The transplant recipient was a 65-year-old Cincinnati man who was able to return home just four days post-surgery. Over the next six months, UC Health performed 39 more liver transplants with organs preserved by the cold perfusion method. The patient outcomes were positive, and surgeons noticed an improved organ quality.
“We are always striving for new and better ways to help save lives and improve patient outcomes,” said Shimul A. Shah, MD, the James and Catherine Orr Endowed Chair in Liver Transplantation, director of the Division of Transplantation and professor of surgery at the UC College of Medicine.
UC Medical Center was one of eight hospitals in the U.S. to participate in the multicenter clinical trial, which compared portable hypothermic machine preservation of donated livers with static cold storage prior to transplant. The randomized trial evaluated several aspects of the organ preservation process, including potential benefits to patient health.

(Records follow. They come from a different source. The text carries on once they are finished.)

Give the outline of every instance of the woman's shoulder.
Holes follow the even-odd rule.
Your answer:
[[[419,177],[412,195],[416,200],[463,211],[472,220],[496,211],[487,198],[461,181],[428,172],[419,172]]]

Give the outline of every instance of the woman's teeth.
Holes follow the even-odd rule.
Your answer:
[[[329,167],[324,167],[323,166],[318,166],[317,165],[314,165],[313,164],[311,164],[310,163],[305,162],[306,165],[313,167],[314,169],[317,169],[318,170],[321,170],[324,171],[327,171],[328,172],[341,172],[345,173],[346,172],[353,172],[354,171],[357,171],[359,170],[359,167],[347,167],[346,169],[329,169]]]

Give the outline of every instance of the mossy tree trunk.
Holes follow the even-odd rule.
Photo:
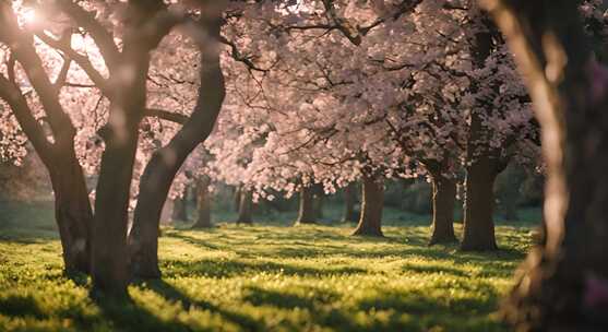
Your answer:
[[[462,250],[498,249],[493,221],[497,164],[494,158],[482,155],[466,168]]]
[[[325,201],[325,192],[323,192],[323,188],[321,187],[317,190],[314,194],[314,216],[317,220],[323,218],[323,203]]]
[[[190,153],[211,134],[226,96],[219,52],[213,45],[219,38],[222,23],[217,17],[206,17],[201,24],[213,40],[199,45],[201,84],[196,105],[169,143],[153,154],[140,181],[133,227],[129,234],[131,271],[139,277],[160,277],[158,227],[163,205],[177,173]]]
[[[432,179],[432,224],[429,246],[457,241],[454,234],[456,180],[443,174],[438,162],[425,163]]]
[[[253,197],[250,190],[241,188],[239,191],[239,216],[237,218],[238,224],[253,224],[252,212],[253,212]]]
[[[357,185],[348,183],[348,186],[344,188],[344,212],[342,216],[343,223],[357,222],[355,204],[357,204]]]
[[[213,227],[213,224],[211,223],[212,197],[208,190],[210,182],[210,178],[206,176],[196,180],[196,211],[199,212],[199,215],[196,217],[196,222],[192,225],[192,228]]]
[[[315,224],[317,213],[314,211],[314,187],[302,186],[300,189],[300,206],[296,225]]]
[[[384,185],[379,176],[367,175],[363,176],[362,183],[361,216],[353,235],[382,237]]]
[[[188,222],[188,187],[183,188],[181,197],[174,200],[172,221]]]
[[[93,210],[82,167],[73,150],[55,161],[50,170],[55,192],[55,218],[63,250],[64,269],[68,272],[90,272],[91,224]],[[71,156],[70,156],[71,155]]]
[[[504,317],[517,331],[608,331],[606,69],[580,1],[492,3],[527,78],[547,164],[545,239],[520,269]]]

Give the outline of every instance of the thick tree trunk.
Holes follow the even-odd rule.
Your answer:
[[[384,185],[378,177],[363,176],[362,187],[361,216],[353,235],[384,236],[382,234]]]
[[[314,216],[317,220],[323,218],[323,202],[325,200],[325,194],[319,193],[314,197]]]
[[[213,36],[219,34],[217,22],[208,27]],[[140,197],[129,235],[131,271],[139,277],[160,276],[157,252],[163,204],[186,158],[211,134],[226,95],[219,54],[214,45],[204,47],[201,49],[201,85],[194,110],[171,141],[154,153],[140,181]]]
[[[115,107],[129,109],[123,106]],[[106,150],[102,157],[95,195],[91,270],[95,292],[123,297],[127,296],[129,281],[127,225],[131,178],[138,149],[138,127],[131,122],[128,128],[119,128],[112,132],[115,133],[105,138]]]
[[[517,331],[608,331],[608,86],[580,1],[490,7],[525,73],[547,164],[545,240],[503,312]]]
[[[171,220],[188,222],[188,187],[183,188],[183,192],[180,198],[176,198],[174,200]]]
[[[196,181],[196,195],[199,197],[196,201],[196,210],[199,216],[196,222],[192,225],[192,228],[211,228],[213,227],[211,223],[211,193],[208,191],[210,179],[203,177]]]
[[[59,227],[63,263],[68,272],[90,272],[90,227],[93,211],[84,174],[73,151],[57,158],[50,170],[55,192],[55,217]]]
[[[357,222],[355,204],[357,204],[357,186],[355,183],[349,183],[344,188],[344,214],[342,216],[343,223]]]
[[[239,194],[240,202],[239,202],[239,217],[237,218],[237,225],[238,224],[251,225],[253,224],[253,218],[251,217],[251,214],[253,212],[253,200],[252,200],[251,191],[241,188],[239,193],[240,193]]]
[[[429,246],[456,242],[454,234],[454,206],[456,180],[441,173],[432,174],[432,226]]]
[[[300,189],[300,208],[296,225],[299,224],[317,224],[317,214],[314,211],[314,188],[303,187]]]
[[[132,8],[132,11],[135,9]],[[106,147],[95,194],[95,216],[92,228],[91,274],[94,293],[110,297],[128,296],[129,282],[127,228],[131,180],[138,151],[139,127],[146,106],[146,81],[150,69],[147,45],[135,43],[135,37],[148,15],[155,10],[139,8],[142,16],[130,24],[115,70],[124,75],[112,75],[109,119],[99,133]],[[150,10],[150,11],[148,11]],[[140,31],[141,32],[141,31]],[[158,215],[160,215],[160,204]]]
[[[493,221],[497,168],[496,159],[482,155],[466,169],[462,250],[498,249]]]

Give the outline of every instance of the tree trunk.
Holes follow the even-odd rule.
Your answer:
[[[208,191],[208,185],[210,179],[207,177],[203,177],[196,181],[196,194],[199,197],[196,210],[199,211],[199,216],[194,225],[192,225],[192,228],[213,227],[211,223],[211,193]]]
[[[314,198],[314,216],[317,220],[323,218],[323,202],[325,200],[325,194],[317,194]]]
[[[180,198],[176,198],[174,200],[171,220],[188,222],[188,187],[183,188],[183,192]]]
[[[239,217],[237,220],[238,224],[253,224],[253,218],[251,213],[253,210],[253,200],[250,190],[241,188],[239,191],[240,202],[239,202]]]
[[[466,168],[462,250],[498,249],[493,222],[496,164],[496,159],[481,155]]]
[[[344,215],[342,216],[343,223],[357,222],[355,213],[355,204],[357,203],[357,186],[349,183],[344,188]]]
[[[606,69],[574,14],[580,1],[494,4],[527,78],[547,164],[545,240],[520,269],[504,317],[517,331],[608,331]]]
[[[317,224],[314,211],[314,188],[303,187],[300,189],[300,208],[296,225]]]
[[[384,185],[378,177],[363,176],[362,187],[361,216],[353,235],[384,236],[382,234]]]
[[[59,228],[65,271],[90,272],[90,227],[93,211],[84,174],[75,155],[57,158],[50,178],[55,192],[55,218]]]
[[[131,10],[135,10],[134,8]],[[153,11],[153,10],[152,10]],[[146,14],[154,14],[146,12]],[[111,76],[112,95],[108,123],[99,131],[105,141],[95,193],[92,229],[91,271],[94,293],[110,297],[128,296],[127,228],[131,181],[138,151],[139,127],[146,106],[150,49],[134,43],[145,17],[134,20],[121,52],[117,72],[132,73],[129,80]],[[164,200],[158,208],[158,216]],[[155,206],[151,206],[154,209]],[[157,235],[157,234],[155,234]]]
[[[235,187],[235,195],[233,197],[233,201],[234,201],[234,206],[235,206],[235,211],[239,212],[240,210],[240,192],[241,192],[241,187]]]
[[[217,22],[210,24],[215,37],[219,34]],[[200,49],[201,85],[194,110],[171,141],[154,153],[140,181],[140,197],[129,235],[131,270],[139,277],[160,276],[157,251],[163,204],[186,158],[211,134],[226,95],[219,54],[212,50],[213,45],[204,47]]]
[[[454,206],[456,205],[456,181],[441,173],[431,173],[432,178],[432,226],[429,246],[456,242],[454,234]]]

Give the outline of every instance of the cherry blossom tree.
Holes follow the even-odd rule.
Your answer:
[[[522,331],[605,330],[606,68],[594,57],[589,26],[575,14],[579,1],[481,2],[517,55],[548,173],[545,239],[517,274],[506,318]],[[583,13],[601,4],[585,1]],[[604,39],[605,28],[599,33]]]

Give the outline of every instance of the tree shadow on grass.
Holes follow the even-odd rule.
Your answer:
[[[178,303],[183,310],[188,311],[191,307],[196,307],[222,316],[224,319],[235,323],[243,331],[263,331],[263,327],[259,321],[246,315],[223,309],[208,301],[194,299],[163,280],[148,281],[145,284],[139,283],[138,286],[144,289],[153,290],[169,301]]]
[[[353,266],[314,269],[281,264],[271,261],[211,260],[199,261],[164,260],[160,262],[163,273],[167,277],[206,276],[231,277],[243,274],[284,274],[288,276],[330,276],[341,274],[367,273],[367,270]]]
[[[192,331],[182,322],[162,320],[130,297],[116,299],[93,296],[92,298],[99,307],[103,318],[108,319],[116,331]]]
[[[0,313],[9,317],[47,318],[36,299],[31,295],[9,295],[0,298]]]
[[[306,309],[311,312],[311,318],[319,325],[324,328],[333,328],[335,331],[378,331],[375,328],[365,329],[343,310],[338,310],[332,306],[325,306],[339,300],[337,294],[326,293],[318,294],[314,297],[307,298],[287,292],[277,292],[264,289],[261,287],[248,287],[245,289],[243,300],[253,306],[271,306],[284,310]],[[283,321],[283,328],[289,331],[300,331],[305,327],[295,325],[293,322]]]

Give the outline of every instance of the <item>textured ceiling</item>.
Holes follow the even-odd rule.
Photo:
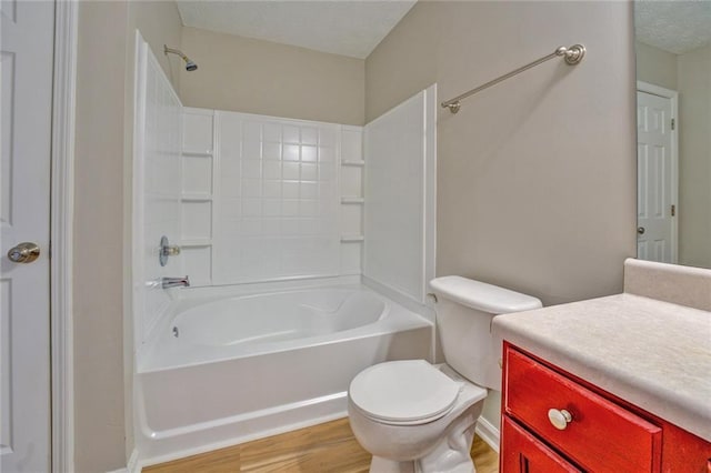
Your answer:
[[[187,27],[364,59],[417,0],[178,0]]]
[[[637,0],[637,39],[674,54],[711,44],[711,0]]]

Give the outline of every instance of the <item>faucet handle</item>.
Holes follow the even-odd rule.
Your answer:
[[[160,265],[164,266],[166,264],[168,264],[168,256],[177,256],[179,254],[180,254],[180,246],[170,244],[170,242],[168,241],[168,236],[161,236],[160,249],[158,253]]]

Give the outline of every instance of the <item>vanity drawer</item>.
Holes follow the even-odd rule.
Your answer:
[[[505,473],[582,473],[508,415],[501,420],[501,471]]]
[[[505,413],[583,469],[659,471],[659,426],[511,348],[507,348],[504,368]],[[549,420],[549,410],[564,410],[572,420],[565,423],[559,415],[563,427],[559,430]]]

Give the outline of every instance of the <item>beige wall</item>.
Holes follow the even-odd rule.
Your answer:
[[[363,124],[361,59],[196,28],[182,48],[199,67],[181,79],[188,107]]]
[[[547,305],[622,290],[637,253],[632,7],[420,2],[367,59],[370,121],[432,82],[441,101],[575,42],[581,64],[551,61],[440,110],[438,275]]]
[[[711,268],[711,47],[679,57],[679,262]]]
[[[677,90],[677,54],[637,41],[637,80]]]
[[[170,72],[162,42],[180,42],[174,3],[79,3],[73,339],[74,462],[81,473],[123,467],[132,450],[132,339],[123,316],[130,291],[122,285],[130,225],[123,212],[130,202],[133,34],[143,26]]]

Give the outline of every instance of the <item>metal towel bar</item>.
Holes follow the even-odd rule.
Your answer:
[[[582,44],[573,44],[570,48],[565,48],[564,46],[561,46],[560,48],[557,48],[555,51],[551,52],[548,56],[544,56],[540,59],[537,59],[533,62],[529,62],[528,64],[509,72],[508,74],[503,74],[494,80],[490,80],[489,82],[479,85],[475,89],[472,89],[468,92],[462,93],[461,95],[458,95],[451,100],[448,100],[445,102],[442,102],[441,105],[443,109],[449,108],[449,111],[452,113],[457,113],[459,111],[459,109],[461,108],[461,101],[467,99],[468,97],[473,95],[477,92],[481,92],[484,89],[489,89],[492,85],[498,84],[499,82],[503,82],[504,80],[512,78],[513,76],[517,76],[528,69],[534,68],[538,64],[541,64],[550,59],[557,58],[557,57],[563,57],[563,59],[565,59],[565,63],[570,64],[570,66],[575,66],[578,64],[580,61],[582,61],[582,58],[585,56],[585,47]]]

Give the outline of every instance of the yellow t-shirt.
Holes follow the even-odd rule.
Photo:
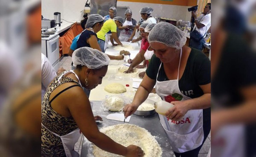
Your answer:
[[[97,36],[98,38],[105,41],[105,34],[110,31],[111,32],[116,32],[116,24],[114,20],[108,20],[104,22],[100,31],[97,33]]]

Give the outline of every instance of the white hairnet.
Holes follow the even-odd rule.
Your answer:
[[[148,25],[144,29],[145,32],[150,32],[152,29],[156,25],[156,23],[151,23]]]
[[[143,28],[143,29],[145,29],[145,28],[146,28],[146,27],[147,26],[147,25],[148,25],[149,24],[148,22],[144,22],[143,23],[143,24],[142,24],[141,25],[140,25],[140,28]]]
[[[104,20],[102,16],[98,14],[92,14],[88,17],[88,20],[85,25],[85,28],[92,27],[96,23]]]
[[[85,66],[89,69],[99,69],[108,65],[110,59],[108,55],[97,49],[82,47],[76,50],[72,54],[73,65]]]
[[[126,10],[125,11],[125,15],[126,15],[126,14],[127,13],[130,13],[131,14],[132,14],[132,11],[131,11],[131,10],[130,9],[128,9],[127,10]]]
[[[153,10],[154,9],[153,8],[146,6],[141,8],[140,10],[140,13],[150,14],[153,12]]]
[[[183,31],[172,24],[162,22],[154,27],[148,37],[148,40],[149,43],[160,42],[179,50],[186,44],[186,36]]]
[[[122,17],[115,17],[113,18],[113,19],[117,21],[119,21],[119,22],[121,22],[122,24],[124,24],[124,19]]]
[[[112,6],[112,7],[110,7],[110,8],[109,8],[109,10],[113,10],[113,11],[114,11],[114,14],[115,14],[115,15],[116,15],[116,12],[117,11],[116,10],[116,7],[115,7],[114,6]]]

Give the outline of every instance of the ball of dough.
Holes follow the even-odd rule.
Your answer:
[[[125,86],[118,83],[113,83],[105,86],[104,90],[111,93],[122,93],[126,91]]]
[[[124,101],[119,97],[111,96],[106,100],[106,107],[111,111],[120,111],[123,107]]]

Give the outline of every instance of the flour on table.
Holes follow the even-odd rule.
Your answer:
[[[113,96],[106,99],[105,105],[111,111],[120,111],[124,107],[124,102],[119,97]]]
[[[100,131],[125,147],[130,145],[139,146],[145,153],[144,157],[162,156],[162,149],[155,138],[144,128],[135,125],[118,124],[102,128]],[[93,148],[96,157],[122,157],[103,151],[95,145]]]
[[[105,91],[112,93],[122,93],[126,91],[125,86],[118,83],[113,83],[105,86]]]
[[[136,92],[134,90],[130,90],[125,93],[123,95],[129,99],[133,100],[136,93]]]
[[[134,72],[132,73],[124,73],[124,72],[128,70],[128,68],[129,67],[122,67],[119,68],[117,70],[118,73],[116,75],[129,78],[139,77],[140,72],[137,68],[134,68]]]
[[[134,49],[134,48],[131,45],[123,45],[123,47],[121,46],[121,45],[117,45],[115,46],[114,47],[114,49],[117,50],[132,50]]]
[[[137,110],[138,111],[151,111],[154,109],[154,105],[152,104],[144,102],[141,104],[141,105],[139,106]]]

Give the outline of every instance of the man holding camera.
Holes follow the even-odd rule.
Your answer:
[[[211,26],[211,3],[207,3],[203,14],[197,17],[195,11],[191,12],[192,18],[194,18],[195,28],[190,33],[189,46],[192,48],[201,50],[205,42],[204,38],[206,33]]]

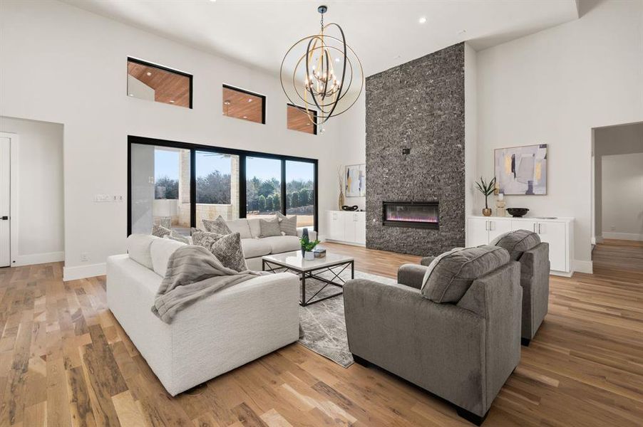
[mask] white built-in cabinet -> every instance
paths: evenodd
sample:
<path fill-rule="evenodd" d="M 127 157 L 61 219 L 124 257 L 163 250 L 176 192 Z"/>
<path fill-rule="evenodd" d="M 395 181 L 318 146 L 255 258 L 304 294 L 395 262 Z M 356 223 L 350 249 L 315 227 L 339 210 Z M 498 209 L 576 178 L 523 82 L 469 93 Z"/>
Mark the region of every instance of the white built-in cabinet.
<path fill-rule="evenodd" d="M 549 243 L 552 273 L 571 275 L 574 244 L 573 218 L 469 216 L 467 218 L 467 246 L 486 245 L 503 233 L 521 229 L 537 233 L 540 241 Z"/>
<path fill-rule="evenodd" d="M 329 211 L 326 240 L 366 245 L 366 213 Z"/>

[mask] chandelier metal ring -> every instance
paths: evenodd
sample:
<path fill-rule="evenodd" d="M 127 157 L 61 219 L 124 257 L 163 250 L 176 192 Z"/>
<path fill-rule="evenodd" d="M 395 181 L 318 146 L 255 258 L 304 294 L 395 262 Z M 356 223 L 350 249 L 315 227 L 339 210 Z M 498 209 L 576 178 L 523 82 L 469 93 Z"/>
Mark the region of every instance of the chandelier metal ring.
<path fill-rule="evenodd" d="M 319 32 L 294 43 L 279 68 L 279 81 L 286 97 L 292 104 L 297 105 L 297 100 L 303 102 L 301 108 L 315 125 L 346 112 L 357 102 L 364 85 L 361 61 L 346 43 L 342 28 L 336 23 L 324 24 L 327 9 L 320 6 L 317 9 L 322 14 Z M 339 34 L 327 34 L 331 29 L 336 29 Z M 292 80 L 289 63 L 294 65 Z"/>
<path fill-rule="evenodd" d="M 326 37 L 330 37 L 330 36 L 326 36 Z M 339 50 L 339 49 L 337 49 L 337 48 L 336 48 L 336 47 L 334 47 L 334 46 L 327 46 L 327 48 L 331 48 L 331 49 Z M 297 65 L 295 65 L 295 70 L 293 71 L 293 73 L 292 73 L 292 84 L 293 84 L 293 85 L 296 85 L 297 83 L 297 68 L 299 67 L 299 65 L 300 65 L 302 60 L 303 60 L 304 56 L 305 56 L 305 54 L 304 54 L 304 55 L 302 55 L 302 56 L 299 58 L 299 60 L 297 61 Z M 346 62 L 348 63 L 349 68 L 349 70 L 350 70 L 350 71 L 351 71 L 350 74 L 352 75 L 352 73 L 353 73 L 353 63 L 352 63 L 352 61 L 351 61 L 350 58 L 346 57 Z M 349 90 L 350 90 L 351 85 L 352 84 L 353 84 L 353 79 L 351 79 L 350 80 L 349 80 L 349 85 L 348 85 L 348 87 L 346 87 L 346 90 L 344 90 L 343 91 L 344 93 L 343 93 L 341 95 L 339 95 L 339 96 L 338 97 L 338 98 L 337 98 L 337 100 L 338 100 L 338 101 L 340 100 L 341 100 L 341 98 L 343 98 L 344 97 L 345 97 L 345 96 L 346 95 L 346 94 L 348 93 Z M 283 87 L 283 85 L 282 85 L 282 87 Z M 297 92 L 297 96 L 299 97 L 299 98 L 302 102 L 307 102 L 306 100 L 304 99 L 304 97 L 302 97 L 302 95 L 301 95 L 299 92 Z M 287 96 L 287 97 L 288 96 L 288 94 L 287 94 L 287 93 L 286 94 L 286 96 Z M 358 95 L 358 97 L 359 97 L 359 95 Z M 291 102 L 293 102 L 292 100 L 290 100 L 289 97 L 289 100 L 290 100 Z M 293 102 L 293 103 L 294 103 L 294 102 Z M 351 104 L 351 105 L 352 105 L 352 104 Z M 348 110 L 348 107 L 346 108 L 345 110 Z M 338 113 L 338 115 L 339 115 L 339 114 L 341 114 L 341 113 Z"/>

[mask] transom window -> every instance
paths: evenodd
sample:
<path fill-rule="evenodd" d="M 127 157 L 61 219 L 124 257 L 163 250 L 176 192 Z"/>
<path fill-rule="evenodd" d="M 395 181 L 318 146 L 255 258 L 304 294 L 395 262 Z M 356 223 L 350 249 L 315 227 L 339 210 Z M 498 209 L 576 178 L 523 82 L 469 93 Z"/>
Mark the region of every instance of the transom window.
<path fill-rule="evenodd" d="M 128 58 L 128 96 L 192 108 L 192 75 Z"/>
<path fill-rule="evenodd" d="M 248 90 L 223 85 L 223 115 L 265 124 L 266 97 Z"/>

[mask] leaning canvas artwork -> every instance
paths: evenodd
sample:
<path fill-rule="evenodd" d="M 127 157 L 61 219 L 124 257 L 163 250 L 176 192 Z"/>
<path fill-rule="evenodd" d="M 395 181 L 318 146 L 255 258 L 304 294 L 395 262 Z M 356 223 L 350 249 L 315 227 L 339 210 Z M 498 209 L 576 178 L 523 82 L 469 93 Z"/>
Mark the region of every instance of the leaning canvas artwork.
<path fill-rule="evenodd" d="M 547 144 L 495 150 L 495 180 L 503 194 L 547 194 Z"/>
<path fill-rule="evenodd" d="M 366 195 L 366 164 L 351 164 L 346 167 L 346 197 L 364 197 Z"/>

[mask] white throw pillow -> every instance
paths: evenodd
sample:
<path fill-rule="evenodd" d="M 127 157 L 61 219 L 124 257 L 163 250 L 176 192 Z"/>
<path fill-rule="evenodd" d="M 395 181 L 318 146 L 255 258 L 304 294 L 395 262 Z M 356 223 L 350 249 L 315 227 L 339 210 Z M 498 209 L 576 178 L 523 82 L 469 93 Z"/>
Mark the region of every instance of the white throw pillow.
<path fill-rule="evenodd" d="M 422 287 L 420 288 L 420 290 L 424 289 L 424 286 L 426 286 L 426 283 L 428 282 L 428 278 L 431 277 L 431 273 L 433 272 L 433 270 L 436 268 L 436 265 L 438 265 L 438 263 L 440 262 L 440 260 L 451 255 L 452 253 L 455 253 L 456 252 L 462 251 L 463 249 L 465 249 L 465 248 L 453 248 L 451 251 L 448 251 L 436 256 L 433 259 L 433 260 L 431 262 L 431 264 L 428 265 L 428 267 L 426 268 L 426 272 L 424 273 L 424 278 L 422 279 Z"/>
<path fill-rule="evenodd" d="M 261 236 L 261 224 L 258 218 L 252 218 L 248 220 L 248 226 L 250 228 L 252 237 L 258 238 Z"/>
<path fill-rule="evenodd" d="M 150 252 L 150 246 L 152 245 L 152 242 L 159 238 L 160 238 L 151 234 L 130 234 L 128 237 L 126 243 L 130 259 L 152 270 L 152 255 Z"/>
<path fill-rule="evenodd" d="M 185 243 L 169 238 L 159 238 L 152 242 L 150 252 L 152 254 L 152 266 L 154 273 L 165 278 L 170 256 L 174 253 L 175 251 L 185 246 Z"/>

Static cold storage has been the standard of care for liver preservation since the first liver transplant was performed in the U.S. in 1967. Mobile cold perfusion circulates a specially formulated, cold-temperature medical solution throughout a donor liver during its journey from the point of donation to surgical transplantation into a recipient.
The clinical trial used a proprietary system called the LifePort® Liver Transporter with Vasosol®, which is based upon technology that is already widely used in kidney transplant programs across the U.S. and worldwide.
UC Medical Center is among the busiest liver transplant centers in the U.S., with 120 liver transplants performed in 2019.